A New York lawmaker says that the state’s recently passed gun control law stunningly fails to include any exemptions for law enforcement officers, and technically prohibits police from ever bringing guns on school grounds or possessing extended ammo magazines.

The NY SAFE Act, which was championed and signed into law by Democratic Gov. Andrew Cuomo, bans all magazines that hold more than seven bullets and pre-1994 high capacity magazines, and prohibits the carrying of guns on school grounds.

But because no loophole for law enforcement was included in the law, every police officer in the state is technically in violation of the statute even though the prohibition is unlikely to be enforced, according to New York Assemblyman Al Graf.

Graf — a former New York City police officer and the ranking Republican member of the assembly’s powerful Codes Committee — says that the ban could even impede the efforts of officers to respond to a school shooting.

“The language is unclear, and to go further, a cop cannot go on school property with a gun,” Graf told The Daily Caller. “They weren’t exempted from that, either.”

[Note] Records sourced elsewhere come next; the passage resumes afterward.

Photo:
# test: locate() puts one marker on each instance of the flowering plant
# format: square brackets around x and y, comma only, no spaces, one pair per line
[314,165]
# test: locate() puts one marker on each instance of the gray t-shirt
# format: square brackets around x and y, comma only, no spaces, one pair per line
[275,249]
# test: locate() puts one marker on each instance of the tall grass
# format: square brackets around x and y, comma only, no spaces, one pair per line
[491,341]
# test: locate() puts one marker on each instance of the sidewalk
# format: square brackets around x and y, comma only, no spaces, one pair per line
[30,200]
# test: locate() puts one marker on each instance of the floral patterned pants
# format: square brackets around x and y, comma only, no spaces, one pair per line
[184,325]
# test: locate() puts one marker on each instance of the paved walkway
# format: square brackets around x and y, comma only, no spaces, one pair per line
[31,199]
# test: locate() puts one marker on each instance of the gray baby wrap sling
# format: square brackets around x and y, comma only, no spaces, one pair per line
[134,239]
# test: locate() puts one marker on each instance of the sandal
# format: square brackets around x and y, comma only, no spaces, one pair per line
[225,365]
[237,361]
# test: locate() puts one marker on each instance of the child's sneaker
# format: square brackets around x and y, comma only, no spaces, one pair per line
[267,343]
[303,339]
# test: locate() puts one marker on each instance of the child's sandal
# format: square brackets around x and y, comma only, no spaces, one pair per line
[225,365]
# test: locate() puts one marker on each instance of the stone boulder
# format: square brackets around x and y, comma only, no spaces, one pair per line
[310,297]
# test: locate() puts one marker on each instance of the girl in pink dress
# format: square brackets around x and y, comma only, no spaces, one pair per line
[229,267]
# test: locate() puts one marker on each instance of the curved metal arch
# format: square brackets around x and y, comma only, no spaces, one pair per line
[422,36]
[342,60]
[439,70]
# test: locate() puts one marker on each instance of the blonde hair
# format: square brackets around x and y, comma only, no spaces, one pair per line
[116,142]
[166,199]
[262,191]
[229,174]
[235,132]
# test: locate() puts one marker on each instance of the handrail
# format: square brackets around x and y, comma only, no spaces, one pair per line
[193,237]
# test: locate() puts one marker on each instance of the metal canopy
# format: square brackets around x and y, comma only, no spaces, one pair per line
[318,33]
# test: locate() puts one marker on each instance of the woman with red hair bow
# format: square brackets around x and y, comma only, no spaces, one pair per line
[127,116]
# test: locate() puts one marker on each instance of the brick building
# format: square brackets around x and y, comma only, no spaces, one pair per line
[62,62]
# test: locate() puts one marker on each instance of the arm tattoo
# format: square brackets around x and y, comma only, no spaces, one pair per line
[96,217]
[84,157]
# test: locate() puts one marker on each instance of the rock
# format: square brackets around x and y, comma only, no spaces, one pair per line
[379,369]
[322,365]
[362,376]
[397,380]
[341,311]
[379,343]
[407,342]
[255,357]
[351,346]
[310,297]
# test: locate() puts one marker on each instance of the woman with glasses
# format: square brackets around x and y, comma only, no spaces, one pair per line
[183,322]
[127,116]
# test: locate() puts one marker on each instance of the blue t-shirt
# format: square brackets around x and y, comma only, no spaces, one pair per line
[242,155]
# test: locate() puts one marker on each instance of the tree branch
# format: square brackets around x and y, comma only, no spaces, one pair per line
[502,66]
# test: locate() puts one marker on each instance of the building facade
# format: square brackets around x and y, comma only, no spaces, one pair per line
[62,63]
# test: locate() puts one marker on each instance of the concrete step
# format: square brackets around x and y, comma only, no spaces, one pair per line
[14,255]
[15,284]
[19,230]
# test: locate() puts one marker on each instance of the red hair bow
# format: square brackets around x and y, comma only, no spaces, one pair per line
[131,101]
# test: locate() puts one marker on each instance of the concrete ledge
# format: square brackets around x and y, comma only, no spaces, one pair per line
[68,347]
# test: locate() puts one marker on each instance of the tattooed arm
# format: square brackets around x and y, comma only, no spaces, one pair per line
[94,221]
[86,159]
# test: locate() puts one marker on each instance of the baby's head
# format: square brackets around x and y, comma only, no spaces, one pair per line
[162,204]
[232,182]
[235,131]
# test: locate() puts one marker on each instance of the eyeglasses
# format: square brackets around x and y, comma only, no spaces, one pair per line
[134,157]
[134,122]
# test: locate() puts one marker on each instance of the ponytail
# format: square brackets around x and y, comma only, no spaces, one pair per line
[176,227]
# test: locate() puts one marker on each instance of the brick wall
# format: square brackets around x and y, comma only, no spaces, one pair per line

“There was actually a story that was relayed to me the other day about a New York City police officer who went to a school the other day to pick up his kid, and the security guard told him that if he came to the school with his off-duty gun he would be arrested,” Graf continued.

The prohibition on carrying a gun into a school could even extend to on-duty police officers responding to an emergency such as a shooting.

“I guess they would have to sit there and take their gun belts off before they came in” to the school, Graf said.

Graf says that the exemption was not included in the bill because Cuomo, a rising Democratic star and possible 2016 presidential candidate, rushed it through the legislature via a shortcut known as a “message of necessity.” This allowed for little public scrutiny of the bill, which was easily passed by the legislature and signed into law on Tuesday.

“I got my hands on the bill at 11:30 at night,” Graf said, adding that he only had an hour to go through it before a meeting of the Codes Committee.

“Nobody was really able to look the bill,” before it was passed, according to Graf.

According to Graf, amendments to fix the bill were already in the works by the time it was voted on, but have not yet reached the floor.

“It doesn’t exclude retired police officers, so all of them have to turn in guns and magazines and stuff like that,” he said. “What they did is disarm the good guys and make sure the bad guys outgun them.”

“There are so many problems with this bill it’s unreal,” Graf said.

Gov. Cuomo’s office did not respond to TheDC’s request for comment, but now reportedly says an exemption will soon be included in the law.

UPDATE: Cuomo spokesman Matthew Wing tells The Daily Caller that “No police officer possessing [an] ammunition clip with more than 7 bullets is in violation of the law or guilty of any crime, period.”